With the English language release of Ponyo imminent, and his recent promotional and speaking visit to the US causing a stir, there’s no denying that there’s a buzz around Hayao Miyazaki at the moment. And it’s a buzz that’s not just getting the attention of anime fans, but also grabbing the interest of the wider mainstream media and audiences – something that is, arguably, long overdue. As such it’s either luck or great timing that Manga Entertainment have just released Panda! Go Panda! on DVD here in the UK, and while it’s been out in the US for several years, this was the first time I’d had a chance to sit down and watch this early chapter in Miyazaki-san’s career.


Made in 1972, to cash in on Japanese ‘Panda madness’ spawned by the arrival of some of the cuddly beasts from China for a breeding program, Panda! Go Panda! was actually directed by Ghibli co-founder and genius in his own right Isao Takahata (Only Yesterday, Grave of the Fireflies). Miyazaki wasn’t slacking on the project though; he wrote the script, designed the characters, drew the storyboards as well as doing some keyframe animation on the film. Script wise there’s nothing too exciting here; it’s a simple kids story about young girl Mimiko, who is living alone while her grandma is away, and lets two panda’s move into the house with her. Unsurprisingly, hilarity and chaos ensues. Like I said, nothing groundbreaking, but it was popular enough with the Japanese public – as pandas still were, presumably – to warrant a sequel a few months later. Both are on this disk, with a combined running time of about 75 minutes.
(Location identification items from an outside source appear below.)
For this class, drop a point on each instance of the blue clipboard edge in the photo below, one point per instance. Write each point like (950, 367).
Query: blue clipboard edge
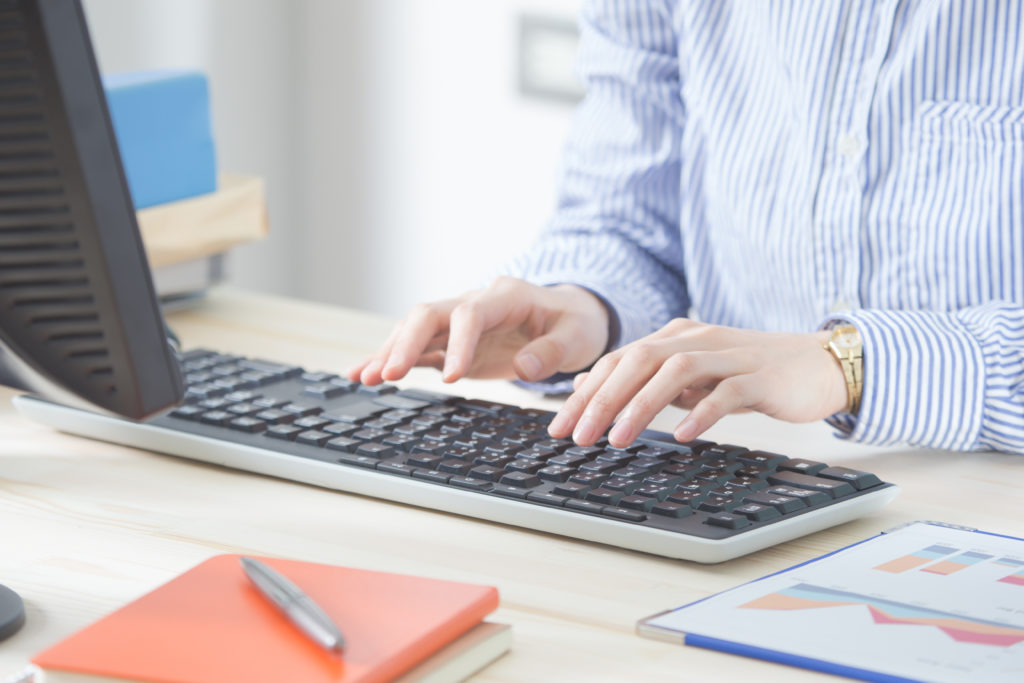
(646, 630)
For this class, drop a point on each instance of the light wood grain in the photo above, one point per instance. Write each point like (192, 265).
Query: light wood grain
(86, 526)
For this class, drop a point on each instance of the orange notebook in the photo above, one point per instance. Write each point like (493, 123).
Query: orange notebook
(211, 625)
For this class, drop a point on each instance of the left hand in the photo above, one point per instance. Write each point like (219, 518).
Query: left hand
(709, 369)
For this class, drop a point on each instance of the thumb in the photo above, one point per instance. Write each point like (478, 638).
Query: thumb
(564, 346)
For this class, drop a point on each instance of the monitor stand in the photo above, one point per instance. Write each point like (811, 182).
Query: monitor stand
(11, 612)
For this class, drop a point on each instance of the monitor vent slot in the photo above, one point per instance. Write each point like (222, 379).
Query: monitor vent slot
(44, 286)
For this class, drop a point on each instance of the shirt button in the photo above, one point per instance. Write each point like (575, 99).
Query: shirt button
(839, 305)
(849, 146)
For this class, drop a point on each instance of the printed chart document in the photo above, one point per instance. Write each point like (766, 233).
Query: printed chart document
(924, 602)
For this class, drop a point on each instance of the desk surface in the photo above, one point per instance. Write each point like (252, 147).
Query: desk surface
(87, 526)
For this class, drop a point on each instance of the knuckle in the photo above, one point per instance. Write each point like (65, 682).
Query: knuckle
(680, 364)
(641, 352)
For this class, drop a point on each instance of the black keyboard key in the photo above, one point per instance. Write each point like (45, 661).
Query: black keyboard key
(267, 368)
(528, 466)
(285, 431)
(187, 412)
(339, 428)
(377, 389)
(311, 422)
(427, 460)
(859, 480)
(373, 450)
(509, 492)
(400, 441)
(758, 513)
(325, 390)
(783, 504)
(811, 498)
(301, 410)
(584, 506)
(401, 402)
(356, 412)
(317, 378)
(313, 437)
(623, 513)
(599, 467)
(522, 479)
(728, 520)
(486, 472)
(251, 425)
(429, 396)
(834, 487)
(555, 472)
(802, 466)
(396, 468)
(371, 434)
(216, 417)
(358, 461)
(605, 496)
(453, 466)
(547, 499)
(466, 482)
(668, 509)
(269, 401)
(762, 458)
(641, 503)
(345, 443)
(482, 406)
(274, 416)
(429, 475)
(572, 489)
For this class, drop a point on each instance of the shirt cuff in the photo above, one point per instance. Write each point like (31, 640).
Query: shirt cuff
(924, 381)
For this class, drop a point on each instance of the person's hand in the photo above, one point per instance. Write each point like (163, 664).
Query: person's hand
(512, 329)
(709, 369)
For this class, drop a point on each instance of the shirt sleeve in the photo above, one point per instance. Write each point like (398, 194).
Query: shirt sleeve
(615, 230)
(942, 380)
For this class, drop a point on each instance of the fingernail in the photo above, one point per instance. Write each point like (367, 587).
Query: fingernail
(558, 425)
(585, 431)
(622, 432)
(530, 366)
(449, 370)
(686, 431)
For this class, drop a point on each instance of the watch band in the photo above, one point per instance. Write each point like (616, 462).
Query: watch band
(845, 345)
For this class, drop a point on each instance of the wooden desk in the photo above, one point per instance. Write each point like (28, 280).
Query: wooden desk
(86, 526)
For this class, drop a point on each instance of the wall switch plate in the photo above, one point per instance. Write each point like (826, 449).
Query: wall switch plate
(547, 57)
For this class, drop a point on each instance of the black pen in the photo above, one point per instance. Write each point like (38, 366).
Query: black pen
(294, 604)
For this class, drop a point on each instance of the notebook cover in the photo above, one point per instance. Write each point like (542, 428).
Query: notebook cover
(211, 625)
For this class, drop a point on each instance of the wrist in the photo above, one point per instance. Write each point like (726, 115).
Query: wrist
(845, 345)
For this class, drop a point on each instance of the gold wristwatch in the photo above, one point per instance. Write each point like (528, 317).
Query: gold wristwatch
(846, 346)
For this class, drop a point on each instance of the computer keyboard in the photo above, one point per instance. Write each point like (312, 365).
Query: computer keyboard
(698, 501)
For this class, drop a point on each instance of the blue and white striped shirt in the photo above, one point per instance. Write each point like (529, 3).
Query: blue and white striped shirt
(773, 165)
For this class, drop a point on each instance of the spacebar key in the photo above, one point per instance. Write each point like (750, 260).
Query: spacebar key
(834, 487)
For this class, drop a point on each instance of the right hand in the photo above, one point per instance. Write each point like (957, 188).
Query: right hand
(510, 330)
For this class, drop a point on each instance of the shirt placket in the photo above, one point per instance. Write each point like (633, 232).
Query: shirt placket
(839, 205)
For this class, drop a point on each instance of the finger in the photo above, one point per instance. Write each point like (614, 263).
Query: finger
(690, 397)
(423, 324)
(567, 416)
(355, 373)
(433, 359)
(604, 400)
(730, 395)
(679, 373)
(559, 348)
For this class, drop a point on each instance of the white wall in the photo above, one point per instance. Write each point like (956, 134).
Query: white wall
(401, 162)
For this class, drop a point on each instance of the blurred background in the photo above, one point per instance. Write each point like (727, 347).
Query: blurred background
(409, 146)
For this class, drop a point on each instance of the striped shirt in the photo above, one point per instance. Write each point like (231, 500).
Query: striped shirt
(779, 165)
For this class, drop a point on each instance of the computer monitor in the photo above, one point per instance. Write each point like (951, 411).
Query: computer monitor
(79, 319)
So the story might not be some of Miyazaki’s finest work, but the character designs – while also not his best – are undeniably his. Any fan catching just a glimpse of the two pandas will instantly see how they were a blueprint for the Totoros, and similarly Mimiko herself seems to be a precursor to the redheaded Mei of the same film. She also bears some similarities to Pippi Longstocking – a character that Miyazaki is reportedly a fan of, and who had unsucessfully tried to get the rights for just prior to making Panda! Go Panda!. But it is the similarities with Totoro that shine through – to see the Pandas smile, and to see Mimiko jump up and hug Poppa Panda will make Totoro fans grin with joy, and for them is probably reason enough to pick up the film. The quality of the animation throughout is pretty good, and although it lacks the sophistication of later Miyazaki and Takahata works like Future Boy Conan it’s still arguably better than a lot of the mass produced anime of that period. Plus it’s worth remembering what this is – not some undiscovered Ghibli classic, but an apparently hastily thrown together, opportunistic anime special meant to cash in on a passing fad. As such, the fact that it’s still as charming as it is to watch is yet more testament to the duo’s unique and lasting talents.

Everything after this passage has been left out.